高粱趴在岩石后面,额头上青筋暴起。他的侦察排在三十秒内损失了三个人,连对方的脸都没看见。
“通信兵,呼叫营部——”高粱的话没说完,左侧山脊上突然飞来两发子弹,精准击中他身边的两个通信兵。彩烟从两人身上冒起,电台被击中,通信中断。那是老炮和强子从侧翼摸上来了,他们没有榴弹,用的是步枪单发精确射击。
“侧翼有敌军!”侦察排的士兵们调转枪口,但老炮和强子已经转移了位置。与此同时,顾长风带着陈国涛、耿继辉、史大凡、小庄从正面压了上来。五个人的步枪交替射击,精准压制着侦察排的火力点。没有连绵的枪声,每一发子弹都打在一个火力点上,打得侦察排抬不起头。
高粱趴在岩石后面,身边只剩下不到十个人。他的机枪手没了,精确射手没了,通信兵也没了。三营的增援还在几公里外,而他的侦察排已经被打残了。
他看了一眼北极狼小队的方向,从背囊里掏出备用电台,切换到团指挥所的频率。
“团指,这里是三营。狼牙北极狼小队从西侧山谷向纵深渗透,目标是团指挥所。我排损失六人,已退出战斗。请求团指加强北侧警戒。”
报告完毕,高粱咬牙下令:“侦察排,交替掩护,撤!”
侦察排的士兵们从掩体后爬起来,边打边撤。清点人数,损失了六个人——一个机枪手、一个副射手、一个精确射手、两个通信兵,还有一个步枪手被流弹击中判定退出战斗。超过全排三分之一。
高粱最后一个撤出了山谷。他蹲在山脊上,看着北极狼小队消失在西侧山谷的深处,没有下令追击。不是不想追,是已经追不上了。
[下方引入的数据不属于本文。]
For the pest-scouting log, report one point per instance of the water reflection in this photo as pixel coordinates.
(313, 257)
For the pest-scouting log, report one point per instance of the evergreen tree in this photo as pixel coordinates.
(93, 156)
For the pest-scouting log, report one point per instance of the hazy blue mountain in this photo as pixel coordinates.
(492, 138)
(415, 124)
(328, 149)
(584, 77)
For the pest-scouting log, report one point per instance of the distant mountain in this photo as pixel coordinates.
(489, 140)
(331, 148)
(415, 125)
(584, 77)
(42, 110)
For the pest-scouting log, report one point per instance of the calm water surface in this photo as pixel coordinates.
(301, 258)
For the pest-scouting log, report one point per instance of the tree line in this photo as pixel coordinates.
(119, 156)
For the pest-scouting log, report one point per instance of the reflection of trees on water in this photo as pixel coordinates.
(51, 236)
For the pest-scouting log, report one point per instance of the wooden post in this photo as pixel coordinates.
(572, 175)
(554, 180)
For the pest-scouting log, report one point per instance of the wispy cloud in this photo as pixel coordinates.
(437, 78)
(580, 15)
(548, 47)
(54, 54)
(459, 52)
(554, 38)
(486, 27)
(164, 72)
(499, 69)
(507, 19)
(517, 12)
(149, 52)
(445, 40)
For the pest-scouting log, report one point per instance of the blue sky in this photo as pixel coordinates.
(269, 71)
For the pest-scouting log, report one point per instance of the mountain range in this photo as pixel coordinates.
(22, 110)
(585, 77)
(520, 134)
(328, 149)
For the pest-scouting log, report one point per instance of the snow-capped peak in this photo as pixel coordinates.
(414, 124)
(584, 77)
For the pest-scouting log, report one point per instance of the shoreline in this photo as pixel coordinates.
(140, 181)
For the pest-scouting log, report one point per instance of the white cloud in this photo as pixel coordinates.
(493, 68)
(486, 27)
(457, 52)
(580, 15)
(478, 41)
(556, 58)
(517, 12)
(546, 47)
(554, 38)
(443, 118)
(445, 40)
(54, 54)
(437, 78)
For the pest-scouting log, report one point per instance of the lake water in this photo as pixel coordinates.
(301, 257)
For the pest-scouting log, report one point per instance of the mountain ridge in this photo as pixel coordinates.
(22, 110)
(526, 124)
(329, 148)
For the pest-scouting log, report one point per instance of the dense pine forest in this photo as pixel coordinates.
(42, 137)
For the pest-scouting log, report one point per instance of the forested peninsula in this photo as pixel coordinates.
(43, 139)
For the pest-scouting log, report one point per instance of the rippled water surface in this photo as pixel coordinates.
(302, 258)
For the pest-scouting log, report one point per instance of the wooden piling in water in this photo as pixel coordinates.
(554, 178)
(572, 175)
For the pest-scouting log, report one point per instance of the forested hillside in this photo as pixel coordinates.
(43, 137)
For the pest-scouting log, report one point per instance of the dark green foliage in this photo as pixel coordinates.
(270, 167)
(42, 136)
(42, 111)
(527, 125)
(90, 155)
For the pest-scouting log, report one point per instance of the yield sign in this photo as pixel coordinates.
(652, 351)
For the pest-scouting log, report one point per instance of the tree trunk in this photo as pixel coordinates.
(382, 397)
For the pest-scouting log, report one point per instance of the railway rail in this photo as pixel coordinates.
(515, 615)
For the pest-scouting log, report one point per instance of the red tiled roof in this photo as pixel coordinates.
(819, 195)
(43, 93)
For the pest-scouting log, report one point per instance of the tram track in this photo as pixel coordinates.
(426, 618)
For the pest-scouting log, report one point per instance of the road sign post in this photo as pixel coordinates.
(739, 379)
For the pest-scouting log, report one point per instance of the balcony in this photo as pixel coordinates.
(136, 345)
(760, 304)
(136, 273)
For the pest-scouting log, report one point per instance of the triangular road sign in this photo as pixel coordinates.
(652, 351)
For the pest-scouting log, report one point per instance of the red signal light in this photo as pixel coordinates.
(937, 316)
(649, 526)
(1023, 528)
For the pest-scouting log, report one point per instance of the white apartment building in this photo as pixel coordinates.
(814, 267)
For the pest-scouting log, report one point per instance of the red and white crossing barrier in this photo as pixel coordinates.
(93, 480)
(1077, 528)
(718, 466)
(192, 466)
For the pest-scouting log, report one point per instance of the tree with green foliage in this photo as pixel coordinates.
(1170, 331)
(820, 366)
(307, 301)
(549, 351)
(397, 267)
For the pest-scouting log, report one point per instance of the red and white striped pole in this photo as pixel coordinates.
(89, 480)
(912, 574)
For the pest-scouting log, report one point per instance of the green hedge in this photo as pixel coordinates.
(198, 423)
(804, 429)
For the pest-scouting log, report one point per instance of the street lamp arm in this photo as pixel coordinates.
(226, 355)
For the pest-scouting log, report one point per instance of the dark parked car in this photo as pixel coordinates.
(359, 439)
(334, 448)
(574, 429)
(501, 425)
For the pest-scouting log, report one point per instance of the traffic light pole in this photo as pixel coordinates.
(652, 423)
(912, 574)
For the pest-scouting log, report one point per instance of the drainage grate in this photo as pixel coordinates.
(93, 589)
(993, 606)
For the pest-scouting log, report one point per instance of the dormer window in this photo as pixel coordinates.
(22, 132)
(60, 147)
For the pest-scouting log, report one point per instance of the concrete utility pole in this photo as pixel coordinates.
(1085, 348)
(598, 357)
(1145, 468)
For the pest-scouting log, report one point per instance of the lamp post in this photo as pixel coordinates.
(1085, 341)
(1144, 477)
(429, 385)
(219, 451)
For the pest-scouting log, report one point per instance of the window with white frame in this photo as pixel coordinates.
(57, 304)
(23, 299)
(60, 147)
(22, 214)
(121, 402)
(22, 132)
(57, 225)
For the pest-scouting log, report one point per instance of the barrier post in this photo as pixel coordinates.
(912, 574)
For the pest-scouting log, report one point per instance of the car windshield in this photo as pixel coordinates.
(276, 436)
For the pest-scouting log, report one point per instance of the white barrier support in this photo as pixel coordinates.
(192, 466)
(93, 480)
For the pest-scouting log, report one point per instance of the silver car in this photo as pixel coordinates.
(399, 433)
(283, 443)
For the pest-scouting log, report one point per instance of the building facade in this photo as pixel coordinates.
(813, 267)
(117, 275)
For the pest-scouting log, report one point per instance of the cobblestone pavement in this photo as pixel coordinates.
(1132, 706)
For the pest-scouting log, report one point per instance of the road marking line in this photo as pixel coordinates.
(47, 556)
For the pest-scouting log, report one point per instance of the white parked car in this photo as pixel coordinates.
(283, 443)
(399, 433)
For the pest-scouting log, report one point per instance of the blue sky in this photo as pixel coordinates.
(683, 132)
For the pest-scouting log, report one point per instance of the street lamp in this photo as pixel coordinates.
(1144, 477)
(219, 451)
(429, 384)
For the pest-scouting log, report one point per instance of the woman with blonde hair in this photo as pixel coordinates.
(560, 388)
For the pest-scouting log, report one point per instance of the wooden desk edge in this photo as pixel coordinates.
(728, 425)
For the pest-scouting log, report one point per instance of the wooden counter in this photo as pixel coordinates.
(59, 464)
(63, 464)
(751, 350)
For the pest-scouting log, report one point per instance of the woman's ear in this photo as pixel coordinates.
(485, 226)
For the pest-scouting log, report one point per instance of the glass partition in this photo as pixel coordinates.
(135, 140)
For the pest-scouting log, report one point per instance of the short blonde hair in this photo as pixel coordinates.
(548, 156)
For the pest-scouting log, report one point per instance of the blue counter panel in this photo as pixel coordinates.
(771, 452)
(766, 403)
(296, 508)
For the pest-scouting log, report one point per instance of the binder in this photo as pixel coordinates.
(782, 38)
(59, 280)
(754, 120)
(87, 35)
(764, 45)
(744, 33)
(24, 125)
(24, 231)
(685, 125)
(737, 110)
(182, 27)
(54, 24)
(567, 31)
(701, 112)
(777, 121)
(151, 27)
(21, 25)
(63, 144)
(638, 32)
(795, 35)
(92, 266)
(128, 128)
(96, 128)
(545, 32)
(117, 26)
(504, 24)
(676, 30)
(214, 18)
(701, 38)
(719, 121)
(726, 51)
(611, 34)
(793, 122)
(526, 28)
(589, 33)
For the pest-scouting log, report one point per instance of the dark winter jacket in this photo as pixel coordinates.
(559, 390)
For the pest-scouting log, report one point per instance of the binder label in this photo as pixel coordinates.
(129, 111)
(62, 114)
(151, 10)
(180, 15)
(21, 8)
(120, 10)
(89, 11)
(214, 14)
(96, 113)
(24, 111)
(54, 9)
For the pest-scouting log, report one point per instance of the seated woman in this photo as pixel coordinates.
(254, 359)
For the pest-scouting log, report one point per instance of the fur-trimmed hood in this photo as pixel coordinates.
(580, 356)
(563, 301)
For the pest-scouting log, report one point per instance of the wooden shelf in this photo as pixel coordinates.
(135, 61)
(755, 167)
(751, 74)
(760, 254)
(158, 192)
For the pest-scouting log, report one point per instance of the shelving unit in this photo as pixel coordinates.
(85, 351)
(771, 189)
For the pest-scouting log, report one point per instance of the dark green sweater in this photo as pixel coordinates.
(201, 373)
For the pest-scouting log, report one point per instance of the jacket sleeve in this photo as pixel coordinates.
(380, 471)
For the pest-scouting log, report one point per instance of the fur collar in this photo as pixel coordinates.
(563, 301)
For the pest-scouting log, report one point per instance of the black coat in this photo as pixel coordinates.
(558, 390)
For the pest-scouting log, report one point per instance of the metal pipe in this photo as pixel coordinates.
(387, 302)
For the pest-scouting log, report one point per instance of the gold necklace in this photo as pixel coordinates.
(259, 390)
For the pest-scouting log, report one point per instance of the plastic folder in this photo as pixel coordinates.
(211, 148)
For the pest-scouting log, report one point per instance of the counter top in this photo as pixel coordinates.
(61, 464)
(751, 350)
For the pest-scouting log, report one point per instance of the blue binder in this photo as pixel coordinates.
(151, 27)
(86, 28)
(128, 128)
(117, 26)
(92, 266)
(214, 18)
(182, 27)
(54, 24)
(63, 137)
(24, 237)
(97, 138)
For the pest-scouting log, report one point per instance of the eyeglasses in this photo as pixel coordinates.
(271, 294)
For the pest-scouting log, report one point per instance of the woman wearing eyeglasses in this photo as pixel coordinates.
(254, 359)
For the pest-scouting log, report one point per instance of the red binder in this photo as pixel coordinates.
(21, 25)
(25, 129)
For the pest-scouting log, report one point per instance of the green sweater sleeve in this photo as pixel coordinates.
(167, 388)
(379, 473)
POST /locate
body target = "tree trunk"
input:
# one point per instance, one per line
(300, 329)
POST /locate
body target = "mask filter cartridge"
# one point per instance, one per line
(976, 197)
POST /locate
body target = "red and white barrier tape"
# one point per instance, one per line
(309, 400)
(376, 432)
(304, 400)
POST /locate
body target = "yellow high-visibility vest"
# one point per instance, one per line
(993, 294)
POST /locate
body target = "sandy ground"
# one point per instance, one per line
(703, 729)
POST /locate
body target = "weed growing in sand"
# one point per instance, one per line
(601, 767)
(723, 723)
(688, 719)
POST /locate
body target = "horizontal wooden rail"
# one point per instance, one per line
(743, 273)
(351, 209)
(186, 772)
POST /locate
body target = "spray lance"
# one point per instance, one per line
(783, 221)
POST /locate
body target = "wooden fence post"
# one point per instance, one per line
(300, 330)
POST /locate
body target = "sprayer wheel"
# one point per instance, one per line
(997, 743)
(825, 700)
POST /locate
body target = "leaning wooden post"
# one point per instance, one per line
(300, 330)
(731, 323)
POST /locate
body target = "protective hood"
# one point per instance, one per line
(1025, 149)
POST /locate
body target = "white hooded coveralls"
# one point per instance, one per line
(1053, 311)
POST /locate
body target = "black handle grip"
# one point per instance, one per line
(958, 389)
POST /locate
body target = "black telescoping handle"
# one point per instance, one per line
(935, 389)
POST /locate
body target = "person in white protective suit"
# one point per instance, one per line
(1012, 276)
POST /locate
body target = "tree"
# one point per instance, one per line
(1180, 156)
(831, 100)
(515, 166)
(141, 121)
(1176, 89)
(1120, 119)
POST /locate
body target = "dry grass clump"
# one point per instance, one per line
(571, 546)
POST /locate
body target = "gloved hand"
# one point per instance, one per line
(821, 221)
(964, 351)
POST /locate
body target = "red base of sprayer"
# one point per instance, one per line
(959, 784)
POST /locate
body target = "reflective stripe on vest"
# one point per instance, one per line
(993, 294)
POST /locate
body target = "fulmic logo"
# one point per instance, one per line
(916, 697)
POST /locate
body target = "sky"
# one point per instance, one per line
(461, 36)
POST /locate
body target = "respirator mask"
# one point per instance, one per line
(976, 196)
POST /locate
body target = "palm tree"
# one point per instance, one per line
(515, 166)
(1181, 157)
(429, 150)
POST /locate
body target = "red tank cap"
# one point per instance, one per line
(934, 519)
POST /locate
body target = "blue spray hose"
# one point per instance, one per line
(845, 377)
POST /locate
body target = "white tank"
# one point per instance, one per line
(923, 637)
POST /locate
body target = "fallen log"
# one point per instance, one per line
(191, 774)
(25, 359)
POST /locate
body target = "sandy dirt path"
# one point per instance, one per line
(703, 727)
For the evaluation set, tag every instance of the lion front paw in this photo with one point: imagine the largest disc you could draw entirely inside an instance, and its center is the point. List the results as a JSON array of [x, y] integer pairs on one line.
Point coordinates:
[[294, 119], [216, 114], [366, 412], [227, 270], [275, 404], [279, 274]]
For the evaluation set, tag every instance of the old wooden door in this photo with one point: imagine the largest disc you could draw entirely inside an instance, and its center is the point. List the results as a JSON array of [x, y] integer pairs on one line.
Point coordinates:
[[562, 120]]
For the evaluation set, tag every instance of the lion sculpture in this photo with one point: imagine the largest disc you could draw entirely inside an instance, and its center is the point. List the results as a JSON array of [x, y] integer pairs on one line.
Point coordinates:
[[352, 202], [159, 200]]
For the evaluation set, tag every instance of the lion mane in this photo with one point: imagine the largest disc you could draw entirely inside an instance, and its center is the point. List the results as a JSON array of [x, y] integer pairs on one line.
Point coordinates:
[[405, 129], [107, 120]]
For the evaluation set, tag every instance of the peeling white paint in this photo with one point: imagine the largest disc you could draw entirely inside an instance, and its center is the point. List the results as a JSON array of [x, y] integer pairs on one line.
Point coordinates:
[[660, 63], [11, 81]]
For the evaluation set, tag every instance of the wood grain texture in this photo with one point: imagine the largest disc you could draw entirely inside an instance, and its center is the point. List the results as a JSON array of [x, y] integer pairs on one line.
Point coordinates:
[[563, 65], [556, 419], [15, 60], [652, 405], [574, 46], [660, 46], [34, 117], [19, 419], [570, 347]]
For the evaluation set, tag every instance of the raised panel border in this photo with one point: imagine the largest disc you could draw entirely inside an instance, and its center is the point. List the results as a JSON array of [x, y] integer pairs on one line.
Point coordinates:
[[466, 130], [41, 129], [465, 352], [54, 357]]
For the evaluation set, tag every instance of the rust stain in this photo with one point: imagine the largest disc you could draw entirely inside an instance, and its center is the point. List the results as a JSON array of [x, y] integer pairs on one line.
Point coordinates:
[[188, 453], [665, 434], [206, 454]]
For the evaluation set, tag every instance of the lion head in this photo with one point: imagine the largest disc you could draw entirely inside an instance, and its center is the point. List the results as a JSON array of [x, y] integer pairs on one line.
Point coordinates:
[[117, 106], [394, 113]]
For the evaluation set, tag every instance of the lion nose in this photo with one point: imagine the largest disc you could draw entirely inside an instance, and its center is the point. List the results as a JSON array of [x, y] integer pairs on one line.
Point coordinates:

他的侦察排被打残了,通信中断,弹药消耗过半,而对方明显还有战斗力。
高粱的报告传到团指挥所时,秦汉勇正在沙盘前推演720团的防线。参谋长放下话筒,声音压得很低:“师座,高粱报,北极狼小队已突破接合部,正沿西侧山谷向纵深渗透。他损失了六个人,已经撤了。”
秦汉勇的手指在沙盘上停住了。他没有说话,目光落在西侧山谷的末端——那里是三营防区后方的山坳,也是他的指挥所备用位置之一。高粱被打残了,意味着接合部的门户已经洞开。北极狼小队会在天黑前到达团指挥所外围。
“通知警卫排,加强北侧警戒。指挥所不转移。”秦汉勇的声音很平,“采石场那个位置他已经摸过了,后勤基地他也不会去。他知道我在这里。”
参谋长愣了一下:“那万一——”
“没有万一。”秦汉勇打断了他,“他来找我,我就在这里等他。”
他转过身,重新看向沙盘。心里清楚,这场仗打到这个份上,已经不是兵力的问题了。顾长风在追他,他在等顾长风。谁能撑到最后,谁就是赢家。
顾长风带着全队从西侧山谷快速撤离。走出山谷口后,陈国涛回头看了一眼,低声说:“高粱停了。没追。”
顾长风没有回头,脚步不停:“他追不了。损失了六个人,通信断了,再追就是送菜。”邓振华从后面追上来,把狙击枪往肩上一甩:“疯子,我刚才打了三个。”顾长风头也没回:“打三个有什么好吹的。老炮和强子打掉两个通信兵,直接断了他们的指挥链。那个才关键。”